= Abel Wantner =

Abel Wantner or Wontner (c. 1639–1714) was an antiquary from Gloucester.

==Life==
Wantner, the son of an innkeeper, was born in Gloucester and was made a freeman of the city in 1666. He married Alice Elton, the daughter of a Tetbury doctor, by whom he had 19 children in 17 years. He compiled a collection of heraldic and other antiquarian material relating to the history of Gloucestershire. At the time of the heralds' visitation of Gloucestershire in 1682 and 1683 he was landlord of the White Hart in Minchinhampton, and his encounter with the heralds when they stayed at the inn may have encouraged him to try to get his manuscript published. He intended to finance publication through subscription and in 1685 produced a brief prospectus including 126 names of potential subscribers. By 1691 he had returned to Gloucester and become the parish clerk of St John Baptist, Gloucester. He worked on the manuscript throughout his life, but failed to bring it to publication.
The first history of Gloucestershire by Sir Robert Atkyns was published two years before his death.

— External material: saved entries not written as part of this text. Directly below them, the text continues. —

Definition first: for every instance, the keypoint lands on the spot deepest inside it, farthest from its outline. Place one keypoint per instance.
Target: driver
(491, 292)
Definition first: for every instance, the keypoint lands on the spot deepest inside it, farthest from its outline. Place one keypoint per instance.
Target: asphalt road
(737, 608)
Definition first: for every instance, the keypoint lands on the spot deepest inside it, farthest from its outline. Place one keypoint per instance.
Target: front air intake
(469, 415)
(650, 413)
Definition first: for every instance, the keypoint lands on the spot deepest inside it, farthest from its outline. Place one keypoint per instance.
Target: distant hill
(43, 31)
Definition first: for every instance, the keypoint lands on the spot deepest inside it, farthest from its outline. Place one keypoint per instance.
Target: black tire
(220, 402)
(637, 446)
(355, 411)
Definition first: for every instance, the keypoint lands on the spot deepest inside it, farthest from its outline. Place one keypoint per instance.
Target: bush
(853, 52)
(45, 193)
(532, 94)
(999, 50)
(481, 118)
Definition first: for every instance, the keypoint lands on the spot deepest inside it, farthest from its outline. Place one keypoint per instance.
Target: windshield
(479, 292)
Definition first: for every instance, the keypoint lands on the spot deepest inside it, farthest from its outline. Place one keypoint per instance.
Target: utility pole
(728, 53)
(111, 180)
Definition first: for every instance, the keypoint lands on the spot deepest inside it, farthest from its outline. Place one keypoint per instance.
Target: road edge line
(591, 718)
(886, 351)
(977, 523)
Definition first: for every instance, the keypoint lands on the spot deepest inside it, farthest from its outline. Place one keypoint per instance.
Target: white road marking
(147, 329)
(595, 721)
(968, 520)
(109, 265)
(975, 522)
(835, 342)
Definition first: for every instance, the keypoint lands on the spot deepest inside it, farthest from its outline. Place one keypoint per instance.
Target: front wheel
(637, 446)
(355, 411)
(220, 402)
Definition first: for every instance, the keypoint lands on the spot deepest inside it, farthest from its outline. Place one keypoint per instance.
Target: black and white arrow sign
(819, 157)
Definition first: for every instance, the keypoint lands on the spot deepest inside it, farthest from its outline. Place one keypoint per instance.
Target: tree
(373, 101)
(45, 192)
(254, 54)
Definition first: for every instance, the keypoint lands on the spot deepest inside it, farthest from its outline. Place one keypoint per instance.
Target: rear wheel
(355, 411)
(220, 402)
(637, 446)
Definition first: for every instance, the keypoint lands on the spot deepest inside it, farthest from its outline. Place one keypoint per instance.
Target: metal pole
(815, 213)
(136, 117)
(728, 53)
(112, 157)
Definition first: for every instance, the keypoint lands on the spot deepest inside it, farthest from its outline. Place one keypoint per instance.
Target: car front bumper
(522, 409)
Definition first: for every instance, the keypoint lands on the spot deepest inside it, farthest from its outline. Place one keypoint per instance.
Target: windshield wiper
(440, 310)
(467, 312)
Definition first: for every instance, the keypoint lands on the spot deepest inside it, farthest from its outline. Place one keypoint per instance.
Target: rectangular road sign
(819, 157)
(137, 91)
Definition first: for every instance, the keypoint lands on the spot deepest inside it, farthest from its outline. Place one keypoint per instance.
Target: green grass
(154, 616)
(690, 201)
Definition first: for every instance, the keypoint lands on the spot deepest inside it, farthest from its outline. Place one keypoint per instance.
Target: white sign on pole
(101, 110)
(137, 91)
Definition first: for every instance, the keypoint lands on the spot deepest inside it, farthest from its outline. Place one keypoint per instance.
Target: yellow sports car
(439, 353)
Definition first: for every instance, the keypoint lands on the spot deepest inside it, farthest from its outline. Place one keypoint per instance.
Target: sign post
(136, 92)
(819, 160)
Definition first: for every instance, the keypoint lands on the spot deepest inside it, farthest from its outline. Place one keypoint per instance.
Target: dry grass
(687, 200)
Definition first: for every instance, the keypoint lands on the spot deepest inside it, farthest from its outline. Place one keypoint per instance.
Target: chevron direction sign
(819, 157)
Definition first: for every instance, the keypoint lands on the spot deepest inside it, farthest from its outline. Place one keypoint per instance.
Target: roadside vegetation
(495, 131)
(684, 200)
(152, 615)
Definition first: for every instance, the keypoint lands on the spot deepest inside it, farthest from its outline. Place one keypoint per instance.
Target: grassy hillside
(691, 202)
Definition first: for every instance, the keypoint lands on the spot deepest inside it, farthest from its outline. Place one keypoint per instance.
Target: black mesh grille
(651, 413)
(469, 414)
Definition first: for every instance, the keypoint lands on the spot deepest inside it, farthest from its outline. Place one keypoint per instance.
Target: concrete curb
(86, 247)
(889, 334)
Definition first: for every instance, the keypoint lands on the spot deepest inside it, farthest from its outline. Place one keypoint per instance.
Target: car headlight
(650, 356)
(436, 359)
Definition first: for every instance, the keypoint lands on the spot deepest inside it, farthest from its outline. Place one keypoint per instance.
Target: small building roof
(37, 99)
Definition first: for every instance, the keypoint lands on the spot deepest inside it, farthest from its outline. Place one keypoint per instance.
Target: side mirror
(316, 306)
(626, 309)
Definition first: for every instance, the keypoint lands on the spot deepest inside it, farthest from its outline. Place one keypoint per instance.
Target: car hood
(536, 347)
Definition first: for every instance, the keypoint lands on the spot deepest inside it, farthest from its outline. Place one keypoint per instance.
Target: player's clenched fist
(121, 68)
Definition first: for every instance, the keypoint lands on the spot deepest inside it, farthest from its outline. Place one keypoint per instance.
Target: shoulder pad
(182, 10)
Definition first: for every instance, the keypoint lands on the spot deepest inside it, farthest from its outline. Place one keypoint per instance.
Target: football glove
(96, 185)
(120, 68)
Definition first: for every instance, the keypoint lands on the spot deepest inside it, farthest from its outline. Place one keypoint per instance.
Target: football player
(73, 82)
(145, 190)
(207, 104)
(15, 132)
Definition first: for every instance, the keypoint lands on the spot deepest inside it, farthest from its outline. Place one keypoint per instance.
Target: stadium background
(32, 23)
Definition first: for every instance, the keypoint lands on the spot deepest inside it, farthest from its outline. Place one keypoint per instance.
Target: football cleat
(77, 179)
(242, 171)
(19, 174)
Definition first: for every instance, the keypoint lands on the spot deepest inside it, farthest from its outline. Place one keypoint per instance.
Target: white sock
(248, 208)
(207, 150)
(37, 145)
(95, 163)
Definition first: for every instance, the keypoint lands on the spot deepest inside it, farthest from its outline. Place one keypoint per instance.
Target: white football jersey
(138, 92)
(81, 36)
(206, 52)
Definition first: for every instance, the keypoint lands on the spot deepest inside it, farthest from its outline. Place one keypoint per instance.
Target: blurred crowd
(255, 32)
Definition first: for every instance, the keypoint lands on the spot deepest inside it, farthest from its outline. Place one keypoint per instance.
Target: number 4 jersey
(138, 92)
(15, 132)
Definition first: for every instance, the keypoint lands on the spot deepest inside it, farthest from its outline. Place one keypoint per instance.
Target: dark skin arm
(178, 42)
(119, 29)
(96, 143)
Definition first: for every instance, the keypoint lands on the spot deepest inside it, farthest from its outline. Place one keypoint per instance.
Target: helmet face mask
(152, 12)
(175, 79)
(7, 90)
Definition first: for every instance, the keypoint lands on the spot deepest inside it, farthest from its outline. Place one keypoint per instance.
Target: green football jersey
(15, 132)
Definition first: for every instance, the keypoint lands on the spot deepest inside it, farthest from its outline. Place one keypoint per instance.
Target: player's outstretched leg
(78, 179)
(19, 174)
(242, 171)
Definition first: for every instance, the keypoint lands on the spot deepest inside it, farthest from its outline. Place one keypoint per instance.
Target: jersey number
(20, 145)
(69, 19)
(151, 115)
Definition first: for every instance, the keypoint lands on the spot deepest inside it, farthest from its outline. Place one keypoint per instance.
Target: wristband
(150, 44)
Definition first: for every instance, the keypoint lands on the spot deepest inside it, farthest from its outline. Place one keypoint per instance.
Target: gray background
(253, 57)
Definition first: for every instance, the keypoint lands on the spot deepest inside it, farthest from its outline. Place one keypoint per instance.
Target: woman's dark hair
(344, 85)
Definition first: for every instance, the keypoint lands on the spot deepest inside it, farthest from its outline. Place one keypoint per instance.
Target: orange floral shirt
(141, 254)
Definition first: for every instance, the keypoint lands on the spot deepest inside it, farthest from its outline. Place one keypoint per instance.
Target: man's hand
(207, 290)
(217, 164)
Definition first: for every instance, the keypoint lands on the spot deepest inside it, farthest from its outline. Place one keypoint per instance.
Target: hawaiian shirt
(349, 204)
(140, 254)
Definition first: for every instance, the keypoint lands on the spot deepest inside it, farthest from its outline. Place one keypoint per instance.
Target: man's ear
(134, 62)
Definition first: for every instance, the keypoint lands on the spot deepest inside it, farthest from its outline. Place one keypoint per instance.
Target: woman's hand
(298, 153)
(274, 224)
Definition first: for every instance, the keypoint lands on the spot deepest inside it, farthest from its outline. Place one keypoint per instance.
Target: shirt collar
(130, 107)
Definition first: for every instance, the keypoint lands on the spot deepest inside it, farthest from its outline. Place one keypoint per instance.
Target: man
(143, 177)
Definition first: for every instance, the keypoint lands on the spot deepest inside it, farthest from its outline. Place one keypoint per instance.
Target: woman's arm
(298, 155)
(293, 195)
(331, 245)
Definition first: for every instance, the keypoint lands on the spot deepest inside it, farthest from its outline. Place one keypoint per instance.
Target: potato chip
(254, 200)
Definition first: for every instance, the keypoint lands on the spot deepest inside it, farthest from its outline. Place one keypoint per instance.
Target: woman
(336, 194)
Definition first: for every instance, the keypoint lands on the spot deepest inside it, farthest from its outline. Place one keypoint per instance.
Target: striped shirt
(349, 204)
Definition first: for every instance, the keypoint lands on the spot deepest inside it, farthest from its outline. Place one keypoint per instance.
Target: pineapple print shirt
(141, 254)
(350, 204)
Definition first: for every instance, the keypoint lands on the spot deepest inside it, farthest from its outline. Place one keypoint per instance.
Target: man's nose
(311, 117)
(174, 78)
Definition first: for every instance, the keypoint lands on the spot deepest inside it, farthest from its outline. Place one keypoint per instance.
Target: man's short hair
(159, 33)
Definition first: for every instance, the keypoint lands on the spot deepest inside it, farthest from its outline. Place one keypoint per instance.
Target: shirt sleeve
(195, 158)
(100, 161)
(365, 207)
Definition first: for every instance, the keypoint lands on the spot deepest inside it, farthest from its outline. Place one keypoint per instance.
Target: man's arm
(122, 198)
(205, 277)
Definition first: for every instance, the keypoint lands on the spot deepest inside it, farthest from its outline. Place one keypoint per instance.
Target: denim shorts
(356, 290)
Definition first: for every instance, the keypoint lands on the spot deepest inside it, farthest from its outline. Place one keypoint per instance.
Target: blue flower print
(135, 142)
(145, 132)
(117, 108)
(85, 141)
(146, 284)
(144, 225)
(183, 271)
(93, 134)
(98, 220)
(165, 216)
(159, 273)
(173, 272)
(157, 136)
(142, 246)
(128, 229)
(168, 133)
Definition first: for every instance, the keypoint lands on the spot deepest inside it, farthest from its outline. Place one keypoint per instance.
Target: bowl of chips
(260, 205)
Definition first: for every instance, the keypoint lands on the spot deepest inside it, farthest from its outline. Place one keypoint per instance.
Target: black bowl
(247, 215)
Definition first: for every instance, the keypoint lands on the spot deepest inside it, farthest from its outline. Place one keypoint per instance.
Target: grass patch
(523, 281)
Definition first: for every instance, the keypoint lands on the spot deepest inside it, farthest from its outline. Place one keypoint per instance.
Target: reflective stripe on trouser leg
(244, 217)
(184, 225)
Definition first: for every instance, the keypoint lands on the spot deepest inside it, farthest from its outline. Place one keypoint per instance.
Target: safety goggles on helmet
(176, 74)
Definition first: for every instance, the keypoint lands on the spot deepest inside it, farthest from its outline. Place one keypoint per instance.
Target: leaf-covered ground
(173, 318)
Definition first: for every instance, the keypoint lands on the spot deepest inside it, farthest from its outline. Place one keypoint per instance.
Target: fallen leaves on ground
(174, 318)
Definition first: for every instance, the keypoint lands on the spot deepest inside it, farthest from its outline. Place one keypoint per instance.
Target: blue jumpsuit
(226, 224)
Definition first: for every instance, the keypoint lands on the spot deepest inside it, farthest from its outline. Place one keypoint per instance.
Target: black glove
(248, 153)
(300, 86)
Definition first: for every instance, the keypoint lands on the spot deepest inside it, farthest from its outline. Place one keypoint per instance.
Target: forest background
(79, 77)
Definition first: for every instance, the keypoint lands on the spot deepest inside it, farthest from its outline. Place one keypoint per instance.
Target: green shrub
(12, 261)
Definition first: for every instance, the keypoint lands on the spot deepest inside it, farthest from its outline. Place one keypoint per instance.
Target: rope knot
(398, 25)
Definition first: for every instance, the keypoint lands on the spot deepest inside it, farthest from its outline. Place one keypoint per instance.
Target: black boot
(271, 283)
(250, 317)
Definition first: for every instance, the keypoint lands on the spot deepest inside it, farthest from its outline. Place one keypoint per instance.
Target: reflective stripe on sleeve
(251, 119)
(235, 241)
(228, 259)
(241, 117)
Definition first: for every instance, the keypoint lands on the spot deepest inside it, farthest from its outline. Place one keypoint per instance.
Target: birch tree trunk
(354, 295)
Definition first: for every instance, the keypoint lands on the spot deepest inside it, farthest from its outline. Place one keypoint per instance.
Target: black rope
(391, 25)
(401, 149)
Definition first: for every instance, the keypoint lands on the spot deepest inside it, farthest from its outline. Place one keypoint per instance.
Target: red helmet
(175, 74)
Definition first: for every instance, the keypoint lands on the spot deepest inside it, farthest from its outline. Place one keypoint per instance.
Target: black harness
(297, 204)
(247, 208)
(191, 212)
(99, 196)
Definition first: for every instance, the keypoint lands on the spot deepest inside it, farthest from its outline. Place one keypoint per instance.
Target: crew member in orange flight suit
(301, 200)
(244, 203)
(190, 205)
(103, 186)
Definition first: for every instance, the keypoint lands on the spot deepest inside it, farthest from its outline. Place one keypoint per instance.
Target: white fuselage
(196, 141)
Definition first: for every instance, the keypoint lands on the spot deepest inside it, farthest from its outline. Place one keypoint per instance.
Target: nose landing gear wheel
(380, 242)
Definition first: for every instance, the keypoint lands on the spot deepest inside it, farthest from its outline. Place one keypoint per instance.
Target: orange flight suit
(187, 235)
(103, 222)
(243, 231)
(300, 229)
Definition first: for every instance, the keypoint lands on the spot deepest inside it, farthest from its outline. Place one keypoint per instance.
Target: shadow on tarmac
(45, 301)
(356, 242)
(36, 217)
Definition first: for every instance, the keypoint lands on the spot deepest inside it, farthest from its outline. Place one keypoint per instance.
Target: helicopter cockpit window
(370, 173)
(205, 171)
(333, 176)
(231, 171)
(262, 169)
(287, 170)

Wantner's manuscript history of Gloucestershire and a volume of miscellaneous notes, which included a short history of Bristol, were acquired after his death buy Richard Furney and eventually passed to the Bodleian Library in Oxford: MSS Bodl. Top. Gloucs. c.2 (S.C. 27827) & MSS Bodl. Top. Gloucs. c.3 (S.C. 27828). Other manuscripts appear to have been lost. Although his unpublished work was criticized by later historians of Gloucestershire such as Furney and Thomas Fosbroke, that did not prevent them mining it for material.